Arınç’ı susturun!
“KHK mağdurlarını” kastettiği de açıktır.
Bülent Arınç Cumhurbaşkanlığı Yüksek İstişare Kurulu üyesi de olsa susacak bir insan değil; onun doğruları, yanlışları tartışılabilir ama inandığı doğruları söylemekten geri kalmadığı da bellidir.
“KHK bir faciadır” derken “Kanun Hükmünde Kararname” kavramını değil, “KHK mağdurlarını” kastettiği de açıktır.
KHK gibi idari-siyasi bir tasarrufla işini ve itibarını kaybeden, ama haklarında soruşturma bile açılmayan ya da yargıda beraat eden onbinlerce insan var; bunu kim inkar edebilir?
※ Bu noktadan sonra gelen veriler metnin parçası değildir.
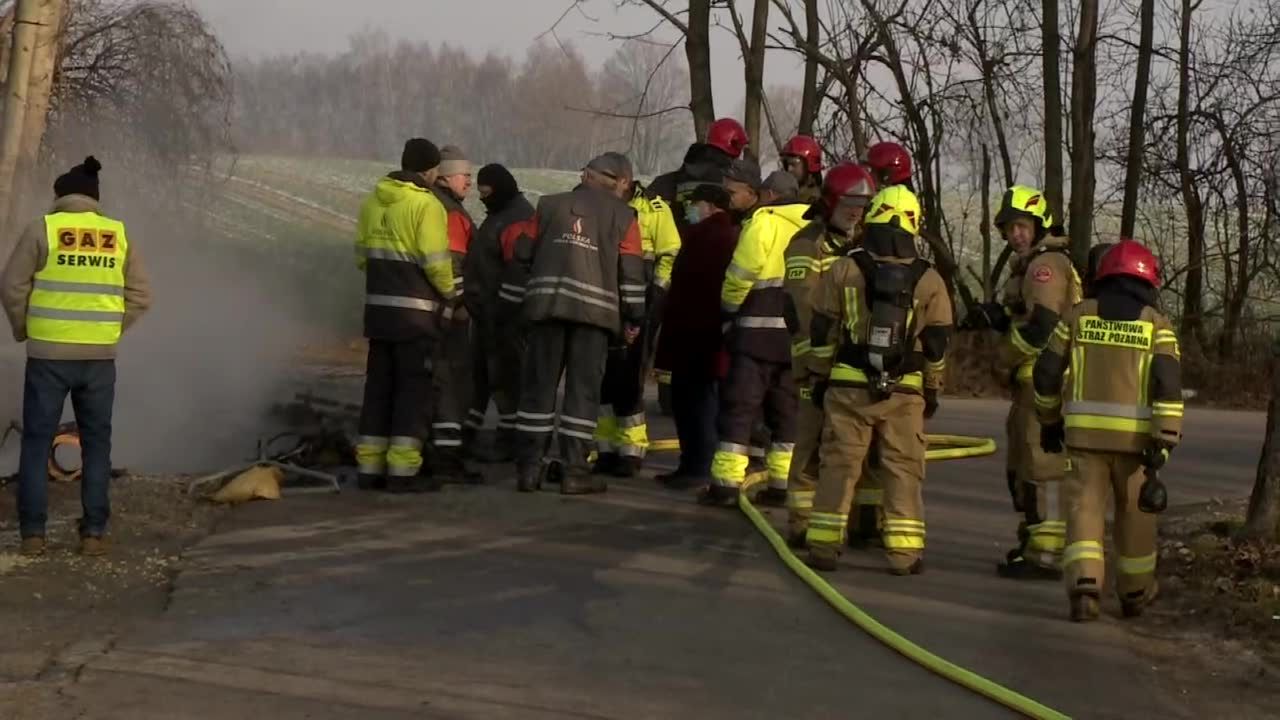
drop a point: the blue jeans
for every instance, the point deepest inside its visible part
(91, 383)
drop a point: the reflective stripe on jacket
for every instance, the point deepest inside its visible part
(78, 296)
(402, 245)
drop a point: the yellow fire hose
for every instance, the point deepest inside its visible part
(954, 447)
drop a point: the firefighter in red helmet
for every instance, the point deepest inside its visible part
(1109, 388)
(801, 156)
(891, 164)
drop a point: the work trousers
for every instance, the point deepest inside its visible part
(854, 419)
(451, 370)
(575, 351)
(91, 384)
(1093, 478)
(750, 387)
(621, 427)
(497, 351)
(393, 417)
(1038, 475)
(694, 404)
(868, 497)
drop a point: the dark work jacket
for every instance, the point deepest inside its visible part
(690, 340)
(585, 261)
(484, 264)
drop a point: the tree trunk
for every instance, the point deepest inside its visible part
(1264, 518)
(809, 100)
(1137, 119)
(1083, 101)
(24, 32)
(44, 71)
(988, 283)
(1192, 324)
(753, 68)
(1054, 177)
(698, 53)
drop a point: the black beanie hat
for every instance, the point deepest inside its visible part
(420, 155)
(502, 182)
(81, 180)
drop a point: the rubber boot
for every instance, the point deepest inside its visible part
(1084, 607)
(1133, 604)
(771, 497)
(579, 481)
(718, 496)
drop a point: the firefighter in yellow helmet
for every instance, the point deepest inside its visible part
(882, 319)
(1042, 286)
(621, 431)
(1119, 414)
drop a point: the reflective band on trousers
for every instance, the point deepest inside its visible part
(403, 302)
(78, 296)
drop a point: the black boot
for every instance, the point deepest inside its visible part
(579, 481)
(606, 463)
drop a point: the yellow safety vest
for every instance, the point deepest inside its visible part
(78, 297)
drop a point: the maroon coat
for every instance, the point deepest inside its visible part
(690, 340)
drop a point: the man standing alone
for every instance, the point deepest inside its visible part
(72, 286)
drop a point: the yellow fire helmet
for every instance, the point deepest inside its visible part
(1022, 201)
(895, 206)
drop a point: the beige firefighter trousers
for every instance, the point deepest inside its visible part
(853, 419)
(1091, 482)
(867, 515)
(1040, 482)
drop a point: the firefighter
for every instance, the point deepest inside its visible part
(72, 286)
(753, 302)
(801, 156)
(496, 338)
(837, 219)
(585, 285)
(452, 363)
(1109, 387)
(891, 164)
(1041, 288)
(621, 433)
(402, 245)
(704, 163)
(881, 323)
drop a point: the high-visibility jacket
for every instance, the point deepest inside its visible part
(584, 260)
(809, 255)
(1116, 384)
(78, 296)
(461, 231)
(753, 295)
(841, 326)
(402, 245)
(1038, 294)
(659, 240)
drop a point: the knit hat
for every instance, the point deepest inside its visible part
(502, 182)
(453, 162)
(784, 185)
(744, 171)
(612, 164)
(420, 155)
(81, 180)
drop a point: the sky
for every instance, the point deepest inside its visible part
(252, 28)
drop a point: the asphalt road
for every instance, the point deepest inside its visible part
(480, 602)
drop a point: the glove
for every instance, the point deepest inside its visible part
(819, 393)
(931, 402)
(1152, 496)
(1156, 455)
(1051, 438)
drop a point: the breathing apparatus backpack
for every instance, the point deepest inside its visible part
(891, 301)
Maalesef “sorun odaklı” ve rasyonel düşünmek yerine “siyaset” odaklı ve tarafgir düşünüyoruz. İyiler ve doğrular “siyasi” tercihlerimize göre oluşuyor! İyileri ve doğruları hukuk, hakkaniyet, rasyonellik gibi açılardan düşünmüyoruz.
Böyle olduğu için değil midir ki, yüz yıldır çözemediğimiz sorunlar var.
‘MERHAMET’ İYİDİR
KHK ile insanların delilsiz, yargılamasız işten atılmalarını, ekmek ve onurlarıyla oynanmasını doğru bularak “susturun” diyenler çıksın, bunun doğru olduğunu savunsun. Hukuktan, anayasadan, toplumsal barış ve aidiyet gibi ilkelerden gerekçeleri her neyse göstersinler.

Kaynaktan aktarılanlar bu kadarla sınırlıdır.